People also listen carefully when Ziman talks about his goals for a world-class real estate center. Having served on advisory boards to the nation’s best centers – The Zell/Luire Center for Real Estate at Wharton, the Fisher Center for Real Estate at UC Berkeley, and the Real Estate Institute at New York University – Ziman feels UCLA’s potential is a cut above all others. “Los Angeles has the largest and most diversified economy in America – a critical mass of economic sectors, from manufacturing to high tech to entertainment,” he continues. “The chance for synergy between this huge reservoir of knowledge and such a dynamic economy is unprecedented. Real estate is as much about political and social forces as economic and the Ziman Center, more than any other facility in the country, I feel, can fulfill that imperative.”

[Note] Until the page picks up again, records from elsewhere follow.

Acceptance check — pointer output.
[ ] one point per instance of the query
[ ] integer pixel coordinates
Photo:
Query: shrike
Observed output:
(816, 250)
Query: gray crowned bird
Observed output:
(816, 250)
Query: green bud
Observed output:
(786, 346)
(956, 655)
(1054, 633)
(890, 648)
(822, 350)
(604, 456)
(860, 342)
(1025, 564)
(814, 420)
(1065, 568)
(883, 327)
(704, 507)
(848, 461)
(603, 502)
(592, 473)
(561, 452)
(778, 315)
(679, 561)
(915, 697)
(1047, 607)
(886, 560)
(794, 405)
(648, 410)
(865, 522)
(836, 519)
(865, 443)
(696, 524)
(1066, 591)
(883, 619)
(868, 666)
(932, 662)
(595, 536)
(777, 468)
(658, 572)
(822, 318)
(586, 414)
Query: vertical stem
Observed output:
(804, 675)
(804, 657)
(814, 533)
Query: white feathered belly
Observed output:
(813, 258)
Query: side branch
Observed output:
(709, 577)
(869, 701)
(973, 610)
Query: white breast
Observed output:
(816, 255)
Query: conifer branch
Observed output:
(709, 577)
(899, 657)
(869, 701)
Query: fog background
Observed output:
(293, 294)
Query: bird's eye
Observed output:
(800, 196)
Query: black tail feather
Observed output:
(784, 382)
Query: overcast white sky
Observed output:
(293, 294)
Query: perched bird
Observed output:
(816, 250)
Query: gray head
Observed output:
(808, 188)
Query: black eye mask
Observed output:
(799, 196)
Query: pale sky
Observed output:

Ziman says that spanning campus disciplines and resources was his vision for the Center the moment he became the naming donor; and new relationships with UCLA’s Schools of Law, Architecture, Urban Planning, and Engineering have made good on that goal. Likewise for the Ziman Center’s recent summit on housing, which brought together mayors from around the nation to address the crisis in low-income housing. “The people behind the Ziman Center came within two percent of passing a $1 billion affordable housing bond for voters in the City of Los Angeles,” Ziman reflects. “It’s vital that we engage the politicians who, in the final analysis, will have a great role to play in how real estate impacts our urban centers. Are we up to the challenge? I believe the answer is yes, if the vision begins at institutions like UCLA, working in tandem with business and political leaders to take us to each successive level of innovation.”